Être mère – Des femmes psychanalystes parlent de la maternité

La rubrique Événements vous invite à vous laisser reparcourir par le souffle des Journées 44. Le moment fut puissant et vaste : plein les yeux, plein les oreilles. II a fallu un petit temps pour que chacun(e) puisse prendre la mesure de ce qui s'en est déposé. L'ouvrage Être mère - Des femmes psychanalystes parlent de la maternité nous convia à la lecture dès l'immédiat après-coup de cet événement. Ce temps de lire, nous vous proposons de le poursuivre avec les textes qu'Isabelle Galland et Patricia Loubet ont présentés aux Journées.

Lire la suite

Lorsque l’enfant ne paraît pas

Dans un service d’AMP (Aide Médicale à la Procréation), je reçois des femmes désespérées de ne pas arriver à avoir d’enfant. Elles se plaignent d’une injustice, elles deviennent envieuses – ce qui ne leur ressemble pas – au point de détester les femmes enceintes, de zapper toute émission de télévision qui parle d’enfant, de ne plus pouvoir entendre l’annonce d’une grossesse sans fondre en larmes, sans parler de l’impossibilité d’aller voir une amie qui vient d’accoucher à la maternité. L’enfant, qui ne paraît pas[1] – focalise toutes leurs attentes. Elles imaginent que si elles étaient mères, elles seraient accomplies et comblées.

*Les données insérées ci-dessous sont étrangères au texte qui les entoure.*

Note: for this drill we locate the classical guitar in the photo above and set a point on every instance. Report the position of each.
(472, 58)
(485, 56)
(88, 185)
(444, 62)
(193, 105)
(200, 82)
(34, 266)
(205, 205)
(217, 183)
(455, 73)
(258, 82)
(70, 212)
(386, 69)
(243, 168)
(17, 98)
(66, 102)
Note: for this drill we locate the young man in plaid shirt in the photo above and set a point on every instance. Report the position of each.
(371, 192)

Au fil des entretiens, elles réalisent qu’elles sont obsédées et ont l’impression que cela peut aussi être une des causes de leur infertilité. Leur entourage ne manque pas de leur dire : « Tu y penses trop », ainsi que le milieu médical qui rajoute : « Partez en vacances. N’y pensez plus et vous tomberez enceinte ». Mais elles ne pensent qu’à ça et n’arrivent pas à ne pas y penser. Certaines arrivent à dire que leur corps les lâche, qu’elles ne se sentent pas de vraies femmes. Elles viennent mettre au travail ce quelque chose qui « ne cesse pas ». Leur plainte n’est pas sans évoquer quelque chose de l’ordre d’un ravage. « Le ravage, c’est quoi ? » écrit Jacques-Alain Miller[2], « C’est être dévasté […] c’est une douleur qui ne s’arrête pas, qui ne connaît pas de limites ».

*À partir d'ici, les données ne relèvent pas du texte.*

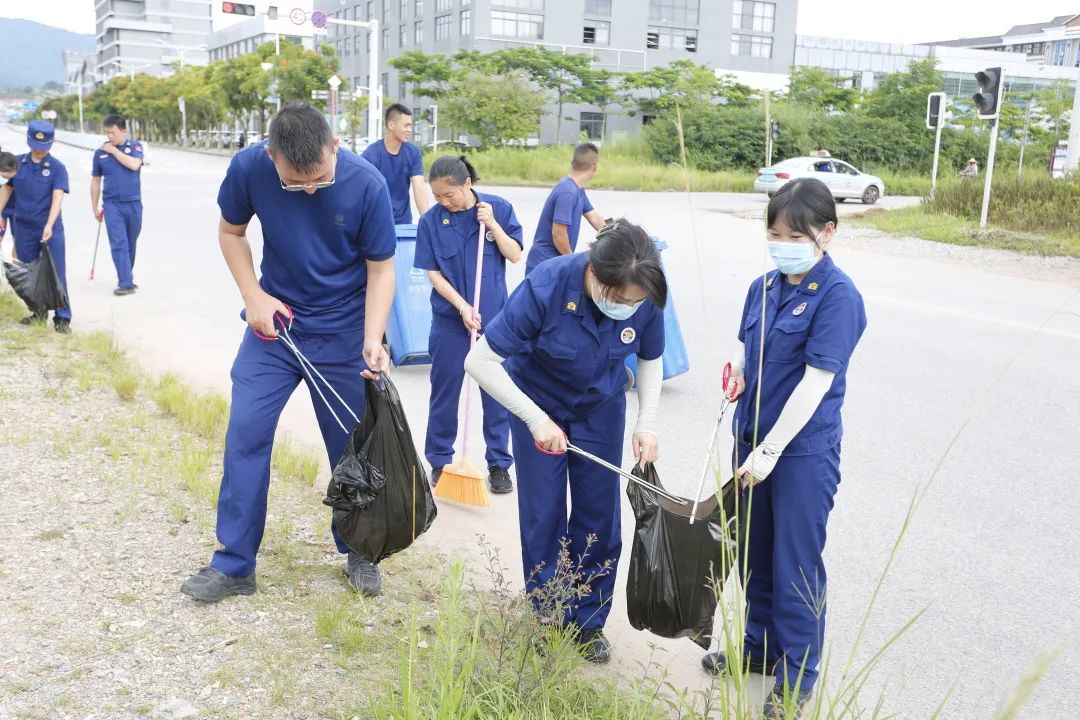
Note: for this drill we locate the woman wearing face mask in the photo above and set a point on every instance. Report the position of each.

Pour Sophie Marret-Maleval « on trouve deux versions du ravage, l’une relative à l’ordre phallique, l’autre hors régime phallique. Chez Lacan, ces deux versions sont relatives à la division de la femme entre son inscription dans la fonction phallique et le manque d’un signifiant pour dire La femme »[3]. Dans la clinique de l’AMP on retrouve cette division, côté phallique, la revendication de l’enfant qui viendrait, dans le fantasme, restaurer la castration, et le fait de devenir mère qui viendrait les définir en tant que femme, puisque le signifiant mère, lui, existe bien.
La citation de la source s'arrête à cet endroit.